Kasbah tem sido uma nova experiência desde que cheguei a Marraquexe. Se é certo que entre o Norte e o Sul da medina de Marraquexe existe uma assimetria profunda que se espelha na arquitectura, no comércio, nos usos dos lugares, na condição social, no fluxo de visitantes estrangeiros, etc., entre bairros próximos como Berrima e Kasbah não pensaria encontrar diferenças significativas. A primeira impressão que tive foi uma imensa surpresa de como uma distância de escassas centenas de metros pode mudar tão radicalmente a experiência das nossas práticas espaciais. A densidade de gente na rua sobe em fecha, a exuberância dos produtos expostos também. O estrangeiro em Kasbah é um passageiro que fará uma viagem de algumas horas, talvez alguns dias, talvez alguns anos, mas não é o novo habitante, como em Berrima.
Berrima deixou-me saudades dessa certa claustrofobia afectiva, em que sair de casa não era nunca um acto anónimo. Em Kasbah, uma maior liberdade de circulação reflecte o lado um pouco mais impessoal do bairro, mas também, de certa forma, uma imagem mais real de Marraquexe naquilo que é o seu hibridismo. As culturas misturam-se em Kasbah, como se de um jogo se tratasse. Um jogo de cartas em que baralhamos e voltamos a dar as cartas. As cartas vão mudando de posição, sobrepõem-se, mostram-se, recolhem-se.
No entanto, os pontos de contacto, os lugares de conforto, vão emergindo com a vivência do bairro. A figura do guarda do parque de estacionamento é sempre aquela algo paternalista e mostra a generosidade sempre mais manifesta nas gentes mais simples.
Os meus primeiros amigos de Kasbah têm entre três e doze anos. A excitação era tanta nos primeiros tempos que cada chegada a casa era recheada por uma chuva de beijos e abraços em miniatura. A campainha tocava a cada meia hora na esperança de poder comer com os olhos essa grande novidade que era uma portuguesa na Derb Bzou. Trocávamos pulseiras, trocávamos palavras, gestos e danças. Agora os meus amigos estão mais calmos, já se habituaram à novidade, mas ainda disputam o lugar de expeditos ajudantes com os sacos de compras. O assédio daqueles que usam a abordagem do turista desconhecedor é compensado pelos pequenos grandes gestos da vida de bairro.

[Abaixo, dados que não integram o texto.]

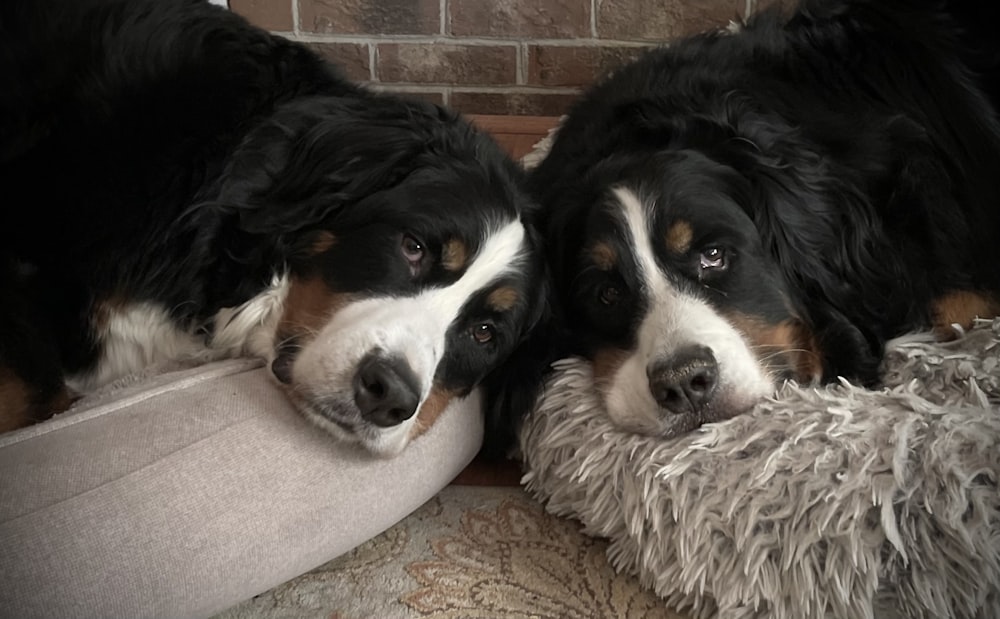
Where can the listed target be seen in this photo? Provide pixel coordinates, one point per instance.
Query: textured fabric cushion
(185, 493)
(821, 503)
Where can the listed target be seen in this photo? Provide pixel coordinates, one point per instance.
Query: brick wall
(487, 56)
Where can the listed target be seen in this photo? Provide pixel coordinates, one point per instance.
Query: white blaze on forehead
(500, 253)
(674, 319)
(414, 328)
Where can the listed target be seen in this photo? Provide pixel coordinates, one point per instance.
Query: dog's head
(670, 292)
(411, 276)
(702, 259)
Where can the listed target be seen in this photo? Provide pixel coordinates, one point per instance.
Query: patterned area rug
(471, 552)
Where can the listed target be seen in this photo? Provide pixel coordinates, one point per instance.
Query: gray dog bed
(834, 502)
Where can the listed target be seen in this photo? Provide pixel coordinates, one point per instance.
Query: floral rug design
(471, 553)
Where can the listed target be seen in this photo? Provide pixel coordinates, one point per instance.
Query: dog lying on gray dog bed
(821, 502)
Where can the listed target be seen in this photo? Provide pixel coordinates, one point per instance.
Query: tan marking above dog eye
(605, 363)
(502, 299)
(309, 305)
(961, 307)
(454, 254)
(679, 236)
(604, 256)
(323, 242)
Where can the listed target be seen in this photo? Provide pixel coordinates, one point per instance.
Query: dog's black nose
(685, 382)
(386, 390)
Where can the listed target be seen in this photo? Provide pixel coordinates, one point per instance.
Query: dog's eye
(609, 295)
(482, 333)
(413, 250)
(713, 258)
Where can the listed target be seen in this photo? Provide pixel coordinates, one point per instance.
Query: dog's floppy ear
(314, 157)
(823, 231)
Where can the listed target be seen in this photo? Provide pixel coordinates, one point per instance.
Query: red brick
(575, 66)
(269, 14)
(446, 64)
(662, 20)
(513, 103)
(520, 18)
(352, 58)
(370, 16)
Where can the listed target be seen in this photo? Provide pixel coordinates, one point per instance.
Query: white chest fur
(142, 337)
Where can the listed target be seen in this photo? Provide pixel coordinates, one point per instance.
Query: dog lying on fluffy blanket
(821, 502)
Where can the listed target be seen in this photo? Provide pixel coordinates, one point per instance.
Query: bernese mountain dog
(180, 186)
(741, 208)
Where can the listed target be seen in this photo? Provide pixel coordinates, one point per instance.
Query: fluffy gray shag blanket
(822, 502)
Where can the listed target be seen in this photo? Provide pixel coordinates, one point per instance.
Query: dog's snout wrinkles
(386, 390)
(685, 382)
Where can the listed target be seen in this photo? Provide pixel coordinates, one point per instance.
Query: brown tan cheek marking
(605, 363)
(324, 241)
(453, 255)
(437, 400)
(502, 299)
(961, 307)
(309, 305)
(603, 256)
(679, 236)
(789, 339)
(20, 407)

As cores dominam as fachadas do bairro, ao passar a Bab Agnaou provavelmente a porta mais bonita da medina, temos quase a sensação de entrar numa ramificação da praça de Jemma el Fna. Do outro lado da porta impõe-se o minarete do Panteão da Dinastia Sádida, esse fabuloso palácio do século XVI. Na artéria principal multiplicam-se os restaurantes de espetadas marroquinas que esfumaçam toda a rua, mistificando ainda mais o ambiente que é povoado por pregões, músicas, línguas de várias origens geográficas, cores de pele e de cabelos.
As frutas amontoam-se nas vitrinas e no pequeno souk a que os habitantes chamam de Souika pela sua modesta dimensão. O seu tamanho reduzido encerra porém uma diversidade incrível de produtos: as carnes, as azeitonas, os pickles e os limões, as frutas, as tâmaras, o pão, os petiscos, os ervanários, os véus, as roupas, as especiarias, os coentros e a salsa... O mundo dos marrakechis encontra-se com o mundo dos visitantes numa explosão vibratória. É uma onda de choque que nasce na praça de Jemma el Fna e que vai contagiando os tentáculos da medina, saindo por cada porta e levada aos quatro cantos do mundo.
A Cláudia, a minha vizinha grega de Berrima, que chegou a Marrocos à quarenta anos atrás nos tempos de Hassan II liga-me com frequência. Sabe bem perceber que da nossa passagem algumas coisas ficam marcadas na memória e nas vidas dos que nos rodeiam. Agora é a vez do Kasbah e da miudagem lá do bairro.
A classe média marroquina está a deixar as medinas. Ficam as famílias com menos posses ou a exploração turística. A inversão deste fluxo deve ser posta em marcha de forma a não perder a experiência cultural que aqui se vive, um modo de habitar tão especial. A mesquita, o hammam, o forno de pão, a moqata (uma espécie de junta de freguesia), o hanout (mini-mercado), o souk, são os elementos principais que estruturam cada bairro da medina. Por entre o caos aparente há uma ordem que desenha o espaço. Cada derb (rua ou ruela) é um micro-eco-sistema, tem uma ordem, um modo de ser e de fazer. Nenhuma outra cidade que eu conheça tem uma personalidade urbana tão forte como a que reconheço a cada dia em Marraquexe.